Introduction to Multilingual OCR
Multilingual OCR models require large amounts of annotated image-text pairs to achieve high accuracy. Nemotron OCR v1, a strong English OCR model, failed to read documents accurately in other languages. Nemotron OCR v2, a production-ready, commercially usable OCR model, was trained on synthetic data and achieves better results than specialized variants across all languages.
Synthetic Data Generation
Synthetic data generation is crucial for building efficient multilingual OCR models. Key augmentation strategies include generating multilingual synthetic data with complex reading orders like right-to-left (RTL) to ensure global compatibility. This approach enables the creation of a single unified model that handles all target languages simultaneously.
12M
synthetic data samples
680K
real-world images
Training and Evaluation
Training a CLIP-ViT-S/32 on curated DataComp data yields a 9.2pp improvement over the raw baseline. The Nemotron OCR v2 multilingual model achieves better results on synthetic data than specialized variants across all languages. This innovative multilingual OCR model utilizes synthetic data to dramatically improve both accuracy and processing speed.
21.7%
relative improvement
2.6x
inference cost reduction

Real-World Applications
Real-world OCR involves reading receipts, IDs, multi-page contracts, and documents in dozens of languages. The Nemotron OCR v2 multilingual model is a single unified model that handles all five languages simultaneously, achieving near-zero NED scores across all target languages. This model is production-ready and commercially usable, making it an ideal solution for real-world applications.

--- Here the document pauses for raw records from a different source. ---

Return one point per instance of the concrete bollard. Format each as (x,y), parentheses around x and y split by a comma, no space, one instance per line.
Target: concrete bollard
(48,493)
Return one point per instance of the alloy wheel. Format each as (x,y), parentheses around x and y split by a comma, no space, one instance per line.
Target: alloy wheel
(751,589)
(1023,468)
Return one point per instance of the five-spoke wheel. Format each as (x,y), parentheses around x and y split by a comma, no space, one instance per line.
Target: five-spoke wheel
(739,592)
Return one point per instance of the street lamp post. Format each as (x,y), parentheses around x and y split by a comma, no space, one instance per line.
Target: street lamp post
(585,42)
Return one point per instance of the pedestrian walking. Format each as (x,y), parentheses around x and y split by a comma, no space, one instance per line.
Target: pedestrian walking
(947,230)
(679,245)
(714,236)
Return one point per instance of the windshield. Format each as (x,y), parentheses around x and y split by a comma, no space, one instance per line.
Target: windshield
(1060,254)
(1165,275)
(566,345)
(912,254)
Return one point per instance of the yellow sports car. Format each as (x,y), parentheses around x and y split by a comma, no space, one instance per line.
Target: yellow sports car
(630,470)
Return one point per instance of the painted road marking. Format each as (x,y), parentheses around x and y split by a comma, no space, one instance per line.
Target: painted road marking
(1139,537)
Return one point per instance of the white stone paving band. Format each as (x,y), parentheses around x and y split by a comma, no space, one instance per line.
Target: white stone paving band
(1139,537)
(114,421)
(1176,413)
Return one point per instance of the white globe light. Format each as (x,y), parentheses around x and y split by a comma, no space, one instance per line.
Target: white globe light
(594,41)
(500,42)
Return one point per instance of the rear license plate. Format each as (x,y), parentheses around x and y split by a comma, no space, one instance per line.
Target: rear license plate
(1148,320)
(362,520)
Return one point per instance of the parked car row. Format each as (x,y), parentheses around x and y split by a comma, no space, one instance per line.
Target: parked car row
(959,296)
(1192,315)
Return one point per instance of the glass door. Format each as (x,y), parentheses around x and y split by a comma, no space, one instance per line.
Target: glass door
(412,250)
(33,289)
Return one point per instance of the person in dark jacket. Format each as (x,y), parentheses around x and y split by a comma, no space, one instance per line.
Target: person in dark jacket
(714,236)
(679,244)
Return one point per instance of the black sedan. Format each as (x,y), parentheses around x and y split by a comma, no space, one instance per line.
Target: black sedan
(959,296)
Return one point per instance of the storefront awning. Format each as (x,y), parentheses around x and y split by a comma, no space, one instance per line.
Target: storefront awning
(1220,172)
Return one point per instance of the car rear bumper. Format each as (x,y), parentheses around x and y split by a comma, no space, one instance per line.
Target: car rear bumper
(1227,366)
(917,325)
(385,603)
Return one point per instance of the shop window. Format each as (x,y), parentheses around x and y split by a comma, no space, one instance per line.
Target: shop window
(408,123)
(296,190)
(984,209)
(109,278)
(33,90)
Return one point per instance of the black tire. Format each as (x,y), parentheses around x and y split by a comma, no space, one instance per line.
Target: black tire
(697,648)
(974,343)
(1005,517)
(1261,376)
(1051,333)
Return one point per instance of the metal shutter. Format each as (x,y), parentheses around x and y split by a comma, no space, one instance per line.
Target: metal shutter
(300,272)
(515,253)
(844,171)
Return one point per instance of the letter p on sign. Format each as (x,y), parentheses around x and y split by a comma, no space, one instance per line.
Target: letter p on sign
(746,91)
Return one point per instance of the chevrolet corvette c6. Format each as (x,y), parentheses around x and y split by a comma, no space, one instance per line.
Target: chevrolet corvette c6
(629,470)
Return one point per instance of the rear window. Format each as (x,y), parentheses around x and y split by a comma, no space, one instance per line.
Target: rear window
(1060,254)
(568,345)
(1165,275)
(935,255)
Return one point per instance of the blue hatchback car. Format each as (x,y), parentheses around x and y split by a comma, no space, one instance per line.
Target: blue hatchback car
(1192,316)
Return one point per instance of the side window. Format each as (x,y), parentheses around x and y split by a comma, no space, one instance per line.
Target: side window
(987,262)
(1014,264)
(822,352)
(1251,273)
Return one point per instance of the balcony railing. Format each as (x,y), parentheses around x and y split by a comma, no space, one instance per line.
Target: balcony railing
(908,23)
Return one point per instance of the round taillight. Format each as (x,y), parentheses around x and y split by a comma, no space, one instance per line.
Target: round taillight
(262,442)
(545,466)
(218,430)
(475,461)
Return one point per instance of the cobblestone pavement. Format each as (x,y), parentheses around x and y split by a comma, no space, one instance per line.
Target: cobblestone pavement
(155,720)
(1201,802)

Multilingual OCR Model Comparison
Multilingual OCR Model Comparison
| Component | Open / This Approach | Proprietary Alternative |
|---|---|---|
| Model Architecture | Single unified model | Specialized variants |
| Language Support | 5 languages | Limited language support |
| Training Data | Synthetic data | Real-world images only |
🔑 Key Takeaway
The Nemotron OCR v2 multilingual model, trained on synthetic data, achieves better results than specialized variants across all languages, with near-zero NED scores. This innovative approach enables the creation of a single unified model that handles all target languages simultaneously, making it an ideal solution for real-world applications.